Not that it wasn't true, but it was better left unspoken. He doesn't know how to deal with it yet.
Belphegor smiles. He dodged it, and he didn't answer it, and he cares for him, and what a disposition do kings have on sharks and dagger-teethed men, he thought.
Xanxus takes a drink out of his glass and in a graceful arc, prides himself on the fact that for once, he's not the one who's drunk today, sweeps across the chessboard with a hand in a single movement.
"I've had enough of mindgames," he decrees, much to the Prince's dismay, and it rings loud and clear inside Belphegor's head: a warning, an unspoken tale of caution; "do not force me," it says, "I will deliberately kill you."
But Belphegor is curious, curious; he wants to know if the rumours around the underground was real. He has heard whispers of the words attraction and affair and fucking in one sentence involving the King-Boss' name and Squalo the Sharkman; there has to be something in it, maybe there's something in it, maybe there's always a scrap of truth in all the silence that they hear in the dark, among the other petty assassins when they thing no-one was listening.
(Also, drunk and lost to a game of Poker against him and Mammon, they've made Squalo generally admit to calling Xanxus as 'angelic' in bed, and he'd like to know if there's a shred of truth in there, too.)
The pieces fall onto the red-and-white carpets and he heard them gently fall as he says, "oh boss, oh king, a little bird said you were involved in a nice little strangled, strained affair with a certain shark and congress, fucking, copulation, fornication, intercourse -- "
"Bel!"
"S-so sorry, boss, was only curious, wanted to know ... " Belphegor pitches his voice to sound terrified, and then Xanxus sighs and moves away, looks away, and of course the prince didn't miss that blush that seems to have camped right in on the King's face and made itself comfortable on his skin; a new mark on a scarred map. Belphegor grins, even though against his will the word was beginning to swirl and swirl and swirl. The alcohol! It's aff-eeec-tiiing meeeeee -- "Is it true, then, Boss, we, uhh, just want you to be very very careful with who you consort with ~ "
"... my lovelife -- " and Xanxus spits the word out like it's something really offensive, and Belphegor snickers (aha, he's caught him, the King is checked!) -- "should be of no importance to others who are not involved with it."
"Aha, Boss, but you said 'not involved', so that means Mr SharkyMcSharkbait is involved; and might I ask you, Boss, does he really scream that loud when he's being fucked, or is that just Squalo in general -- "
The sound of Belphegor's head smashing onto the nearest wall was the only answer Xanxus was willing to give; he storms out of the room in a huff and walks away angrily, embarassed that he's said so much. "Ushishishishi!" Belphegor laughs weakly, collapsing on the floor in a disgruntled and pained heap.

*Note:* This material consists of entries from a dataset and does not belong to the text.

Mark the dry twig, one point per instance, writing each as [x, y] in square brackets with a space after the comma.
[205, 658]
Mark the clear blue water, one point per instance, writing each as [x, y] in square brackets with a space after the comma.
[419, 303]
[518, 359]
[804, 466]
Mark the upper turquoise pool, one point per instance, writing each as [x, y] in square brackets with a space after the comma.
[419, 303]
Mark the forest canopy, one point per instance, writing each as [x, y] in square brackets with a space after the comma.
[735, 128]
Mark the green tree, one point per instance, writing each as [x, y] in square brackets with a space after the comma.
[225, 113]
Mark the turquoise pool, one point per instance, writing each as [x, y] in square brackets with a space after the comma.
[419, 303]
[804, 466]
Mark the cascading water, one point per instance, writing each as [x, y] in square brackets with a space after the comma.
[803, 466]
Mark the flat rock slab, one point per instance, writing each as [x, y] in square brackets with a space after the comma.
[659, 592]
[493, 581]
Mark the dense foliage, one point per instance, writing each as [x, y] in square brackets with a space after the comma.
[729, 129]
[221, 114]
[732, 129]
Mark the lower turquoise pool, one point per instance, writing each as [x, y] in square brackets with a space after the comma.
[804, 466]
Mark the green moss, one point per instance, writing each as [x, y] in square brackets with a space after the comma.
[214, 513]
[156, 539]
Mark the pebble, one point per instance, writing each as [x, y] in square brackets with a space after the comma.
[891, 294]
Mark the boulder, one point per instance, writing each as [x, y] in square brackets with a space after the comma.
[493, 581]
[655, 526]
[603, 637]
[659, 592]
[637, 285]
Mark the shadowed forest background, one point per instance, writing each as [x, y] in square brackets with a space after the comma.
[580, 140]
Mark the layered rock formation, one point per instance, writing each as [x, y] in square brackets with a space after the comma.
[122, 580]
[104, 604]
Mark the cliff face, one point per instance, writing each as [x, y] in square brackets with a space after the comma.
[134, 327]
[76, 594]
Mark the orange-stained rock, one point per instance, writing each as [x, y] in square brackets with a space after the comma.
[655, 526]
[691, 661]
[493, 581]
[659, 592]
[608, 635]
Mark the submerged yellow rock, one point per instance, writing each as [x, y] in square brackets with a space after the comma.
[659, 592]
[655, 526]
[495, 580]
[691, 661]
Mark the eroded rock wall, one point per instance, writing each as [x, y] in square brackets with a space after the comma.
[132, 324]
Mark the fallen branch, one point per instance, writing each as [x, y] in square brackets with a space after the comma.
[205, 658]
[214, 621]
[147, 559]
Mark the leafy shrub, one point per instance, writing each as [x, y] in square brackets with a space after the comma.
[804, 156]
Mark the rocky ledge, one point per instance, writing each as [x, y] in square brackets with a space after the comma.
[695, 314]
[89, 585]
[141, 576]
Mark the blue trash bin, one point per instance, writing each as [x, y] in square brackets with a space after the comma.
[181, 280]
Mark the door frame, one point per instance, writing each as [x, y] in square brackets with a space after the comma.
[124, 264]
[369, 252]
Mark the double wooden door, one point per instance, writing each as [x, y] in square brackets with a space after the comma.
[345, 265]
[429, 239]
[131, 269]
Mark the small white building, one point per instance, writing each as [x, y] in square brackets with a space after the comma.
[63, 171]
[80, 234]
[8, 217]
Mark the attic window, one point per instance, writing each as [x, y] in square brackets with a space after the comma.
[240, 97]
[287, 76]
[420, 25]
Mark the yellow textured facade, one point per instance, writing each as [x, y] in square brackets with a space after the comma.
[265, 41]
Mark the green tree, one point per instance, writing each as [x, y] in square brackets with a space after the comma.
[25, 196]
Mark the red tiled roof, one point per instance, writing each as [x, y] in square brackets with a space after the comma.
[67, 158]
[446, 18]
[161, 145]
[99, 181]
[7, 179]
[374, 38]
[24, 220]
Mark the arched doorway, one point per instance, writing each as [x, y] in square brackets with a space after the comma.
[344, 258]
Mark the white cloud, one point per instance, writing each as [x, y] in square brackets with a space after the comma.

From out of the shadows Mammon steps out, and he pipes up to him in his baby-ish voice: "You didn't make him admit it, so pay up."
"What, yes I did -- ooh, my head, he was so angry -- he implied it, his gestures and unspoken words said everything, Mammon, not fair -- "
"But he never said it outright," Mammon said firmly. "You never made him admit it. So pay up."
"Not fair," Belphegor whines. "Gimme a week or two I'll be able to settle this bet -- aah, my head hurts, Mammon."
"... I told you not to ask him when he's sober and you drunk. You should've asked him when he was drunk, Bel, and you should've just played some card game, like we did with Squalo. Chess takes too much brain power, he'll want to be sober to win that." Mammon chides him. And for all his size and looks he may as well be his nanny, and the thought of this makes Mammon frown.
"Totally not drunk. Totally not drunk, lugubrious, inebriated, intoxicated -- "
"I get it, Bel." Mammon snaps.
But he hasn't heard what he said; the next thing he knew Belphegor collapsed on top of him, completely knocked out, and Mammon would've still been stuck underneath him if Lussuria hadn't found them three hours later.